Adım atması gereken Türk devletidir
"Kürt sorununu yaratan PKK ve Kürt Özgürlük Hareketi değildir. PKK, Kürt sorununun çözümsüzlüğü nedeniyle tarih sahnesine çıkmış, inkar ve imha politikalarına karşı mücadele ederek hem Kürt sorununun çözümünü gündeme koymuş hem de sorunun çözüm zeminini olgunlaştırmıştır" denilen deklarasyonda Kürt sorununda çözüm için adım atması ve sorunu çözüme kavuşturması gerekenin Türk devleti olduğu ifade edildi.
KCK deklarasyonunda şunlar kaydedildi: "İktidarlar Kürt sorununu çözmediği takdirde, Kürt halkı kendi örgütlü gücüyle kendi çözümünü kendisi yaratmaya çalışacak; özgür ve demokratik yaşamını sağlayana kadar, bedeli ne olursa olsun, mücadelesini sürdürecektir. Kürt sorununun çözümsüzlüğü ortamında hiç kimse Kürt halkından ve Özgürlük Hareketi’nden farklı bir tutum takınmasını beklememelidir. Ancak Türk devleti ne bizzat çözüm için adım atmakta, ne de Kürt’ün kendi çözümünü sağlamasına tahammül göstermektedir. Kürt karşıtı ittifaklar temelinde halkın özgürlük özlemini ezme politikası bırakılıp Kürtlerle ittifaka dayalı bir politika benimsenmediği müddetçe Türk devletinin bu kısırdöngüden çıkması mümkün değildir.
Öcalan'ın sağlık ve güvenliği
Kürt Özgürlük Hareketi olarak, Kürt sorununun çözümsüzlüğü nedeniyle zorunlu olarak savaşa başvurduğumuz bilinmektedir. Tarih de kanıtlamıştır ki, Türkiye'de barış Kürt sorununun çözümü, ancak bu çözümün sağlanmasında önemli rol oynayacak Kürt Halk Önderi’nin özgürleşmesiyle gerçekleşebilecektir. Önder APO, Türkiye halklarıyla Kürt halkı arasındaki en temel köprüdür. Önder APO Kürt sorununun çözümü konusunda en makul yaklaşımları göstermiş, ancak bu yaklaşımları karşılık bulmamış, aksine Önder APO ağır tecrit altına alınmıştır.
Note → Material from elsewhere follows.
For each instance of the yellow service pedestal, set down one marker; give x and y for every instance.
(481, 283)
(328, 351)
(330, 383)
İmralı’daki değerlendirmeleri nedeniyle darbecilerin Önder APO'ya oldukça öfkeli olduğu bilinmesine rağmen, halkımızın Önder APO'nun sağlığı ve güvenliği konusunda en doğal hakkı olan ailesi ve avukatlarıyla görüşme talebi dahi yerine getirilmemiştir. Bu acil talebin karşılanmaması, varlığı inkar edilen halkımıza karşı bir tutum olduğu gibi, Kürt sorununun demokratik siyasal yollardan çözümü konusunda hala bir zihniyet ve politikaya sahip olunmadığının da kanıtı olmaktadır. Demokratik siyasal çözümden yana olanların en başta Önder APO’ya başvurmaları gerekirken, Önder APO üzerindeki bu ağır tecrit esas olarak da demokratik siyasal çözüm üzerindeki tecrittir."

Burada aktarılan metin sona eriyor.